Patrons Circle

Siobhán Hapaska‘Final Practice’, 2007

Siobhán Hapaska’s work forges discordant connections, incorporating objects that range from palm trees to buffalo skulls, goat skins to old socks. She has cited influences as everything from aspirin to uncluttered space, from rock pools to clean windows.

In 2007 Outset supported Hapaska’s residency at Camden Arts Centre, culminating in her first solo exhibition in London for twelve years. While the work that Hapaska presented at her first major solo show, Saint Christopher Legless at the Institute of Contemporary Arts in 1995 had highly finished metallic fibreglass surfaces, these abstracted accretions of texture in her new work always suggest the organic. Reflecting on what has changed, in her work Dry Spring (image no. 4) she explores themes of fertility and potential, using copper pipes, artificial flowers, jute rope and resin.
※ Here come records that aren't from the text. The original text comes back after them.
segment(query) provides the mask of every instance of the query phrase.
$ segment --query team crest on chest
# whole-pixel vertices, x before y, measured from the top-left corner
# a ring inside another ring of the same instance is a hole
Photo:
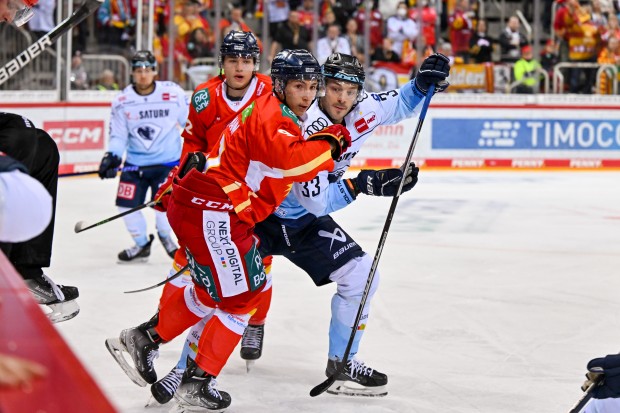
[[[370,112],[363,118],[356,120],[353,125],[358,133],[364,133],[367,130],[374,128],[377,123],[377,114],[375,112]]]
[[[133,129],[133,135],[140,139],[146,149],[151,149],[153,142],[161,133],[161,127],[153,123],[143,123]]]

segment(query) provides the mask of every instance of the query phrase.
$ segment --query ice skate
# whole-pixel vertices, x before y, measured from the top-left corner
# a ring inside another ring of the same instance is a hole
[[[48,310],[45,315],[52,323],[70,320],[80,312],[77,287],[57,285],[45,274],[24,281],[37,303]]]
[[[265,325],[249,324],[243,332],[241,339],[241,358],[245,360],[248,373],[254,362],[263,354],[263,338],[265,337]]]
[[[171,236],[162,237],[159,234],[157,234],[157,236],[159,237],[159,241],[161,242],[161,245],[163,245],[164,248],[166,249],[166,254],[168,254],[170,258],[174,258],[174,254],[176,254],[179,247],[177,244],[175,244],[172,237]]]
[[[147,383],[153,384],[157,381],[153,360],[159,356],[159,337],[154,338],[147,331],[154,325],[149,322],[139,327],[123,330],[119,338],[109,338],[105,341],[108,351],[118,365],[131,381],[140,387],[146,387]],[[129,354],[133,366],[127,362],[123,352]]]
[[[151,385],[151,394],[159,404],[166,404],[174,397],[181,384],[181,378],[185,370],[173,368],[163,379]]]
[[[230,406],[230,394],[219,391],[215,377],[201,371],[191,360],[181,379],[181,385],[174,393],[178,406],[175,412],[222,412]]]
[[[338,359],[327,361],[325,375],[331,376],[338,369]],[[327,389],[327,393],[346,396],[378,397],[387,395],[387,376],[368,367],[362,361],[352,359],[347,362],[344,371]]]
[[[118,262],[120,264],[134,263],[134,262],[146,262],[151,255],[151,244],[155,237],[153,234],[149,235],[149,242],[145,246],[140,247],[134,245],[131,248],[127,248],[118,253]]]

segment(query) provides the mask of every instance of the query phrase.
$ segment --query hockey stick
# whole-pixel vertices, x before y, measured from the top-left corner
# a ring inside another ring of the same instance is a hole
[[[600,377],[590,383],[588,388],[584,391],[583,396],[581,396],[581,399],[579,399],[577,403],[575,403],[573,408],[570,409],[568,413],[579,413],[584,407],[586,407],[586,404],[588,404],[588,402],[592,398],[592,391],[594,390],[594,388],[603,384],[603,377],[604,376],[601,374]]]
[[[114,221],[114,220],[115,220],[115,219],[117,219],[117,218],[124,217],[125,215],[129,215],[129,214],[134,213],[134,212],[136,212],[136,211],[139,211],[139,210],[141,210],[141,209],[144,209],[144,208],[147,208],[147,207],[152,207],[152,206],[155,206],[155,204],[157,204],[157,202],[155,202],[155,201],[151,201],[151,202],[147,202],[146,204],[138,205],[138,206],[137,206],[137,207],[135,207],[135,208],[131,208],[131,209],[129,209],[129,210],[127,210],[127,211],[125,211],[125,212],[121,212],[121,213],[120,213],[120,214],[118,214],[118,215],[114,215],[113,217],[106,218],[106,219],[104,219],[103,221],[99,221],[99,222],[94,223],[94,224],[92,224],[92,225],[89,225],[89,226],[87,226],[87,227],[84,227],[84,225],[85,225],[84,221],[78,221],[78,222],[76,222],[76,223],[75,223],[75,228],[73,228],[73,229],[74,229],[74,231],[75,231],[75,232],[76,232],[76,234],[77,234],[77,233],[80,233],[80,232],[82,232],[82,231],[86,231],[87,229],[91,229],[91,228],[97,227],[97,226],[99,226],[99,225],[103,225],[103,224],[108,223],[108,222],[110,222],[110,221]]]
[[[60,22],[58,26],[54,27],[46,35],[32,43],[26,50],[2,66],[2,68],[0,68],[0,85],[13,77],[15,73],[22,70],[31,60],[39,56],[43,50],[51,46],[56,39],[90,16],[99,8],[101,3],[103,3],[103,0],[85,0],[80,8],[74,11],[71,16]]]
[[[131,166],[123,166],[122,168],[116,168],[117,172],[136,172],[136,171],[144,171],[147,169],[153,169],[153,168],[157,168],[160,166],[177,166],[179,164],[179,162],[175,161],[175,162],[168,162],[168,163],[164,163],[164,164],[159,164],[159,165],[146,165],[146,166],[137,166],[137,165],[131,165]],[[96,171],[84,171],[84,172],[69,172],[66,174],[58,174],[59,178],[67,178],[69,176],[82,176],[82,175],[93,175],[93,174],[98,174],[99,170]]]
[[[415,133],[413,134],[413,139],[411,141],[411,145],[409,145],[409,151],[407,152],[407,158],[405,159],[405,170],[407,169],[407,165],[411,162],[411,157],[413,156],[413,150],[415,149],[415,145],[420,137],[420,131],[422,130],[422,124],[424,123],[424,118],[426,117],[426,111],[428,110],[428,105],[431,102],[431,97],[435,93],[435,85],[431,84],[428,88],[428,92],[426,94],[426,99],[424,99],[424,103],[422,105],[422,111],[420,112],[420,118],[418,120],[418,126],[415,129]],[[381,238],[379,239],[379,245],[377,246],[377,252],[375,252],[375,258],[372,261],[372,266],[370,267],[370,273],[368,274],[368,280],[366,281],[366,287],[364,287],[364,292],[362,293],[362,300],[360,302],[360,306],[357,310],[357,315],[355,316],[355,321],[353,322],[353,328],[351,330],[351,337],[349,337],[349,342],[347,343],[347,348],[344,352],[344,357],[342,361],[338,363],[338,368],[336,372],[329,376],[327,380],[323,383],[315,386],[312,390],[310,390],[310,396],[316,397],[319,394],[323,393],[327,390],[334,382],[336,378],[340,376],[340,374],[344,371],[347,362],[349,361],[349,355],[351,353],[351,347],[353,346],[353,340],[355,339],[355,333],[357,333],[357,325],[362,318],[362,312],[364,311],[364,306],[366,305],[366,299],[368,298],[368,293],[370,291],[370,286],[372,285],[372,280],[375,278],[375,272],[377,271],[377,266],[379,265],[379,259],[381,258],[381,253],[383,252],[383,245],[385,244],[385,240],[387,238],[388,231],[390,229],[390,224],[392,223],[392,218],[394,217],[394,211],[396,210],[396,204],[398,203],[398,198],[403,190],[403,185],[405,183],[405,179],[400,180],[400,185],[398,185],[398,190],[394,197],[392,198],[392,204],[390,205],[390,210],[388,211],[387,218],[385,219],[385,224],[383,225],[383,231],[381,233]]]
[[[148,291],[148,290],[152,290],[153,288],[157,288],[160,287],[164,284],[169,283],[170,281],[174,280],[175,278],[181,276],[181,274],[183,274],[185,271],[187,271],[187,269],[189,268],[189,264],[187,264],[185,267],[181,268],[176,274],[174,274],[172,277],[168,277],[165,280],[158,282],[155,285],[151,285],[150,287],[146,287],[146,288],[141,288],[139,290],[131,290],[131,291],[125,291],[125,294],[133,294],[133,293],[141,293],[142,291]]]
Meanwhile, Becoming Cyclonic (image no. 2) is a reworking of an earlier sculpture titled Far (1995) evokes a monstrous animal-like form, covered in goatskin, fur and agate armour. Hapaska’s use and variation of different surfaces and textures suggests the coexistence of – seemingly contradictory – concepts of ugly and beautiful, peace and war, love and hate. Thus, ultimately, the artist lets the viewer explore and interpret according to their imagination.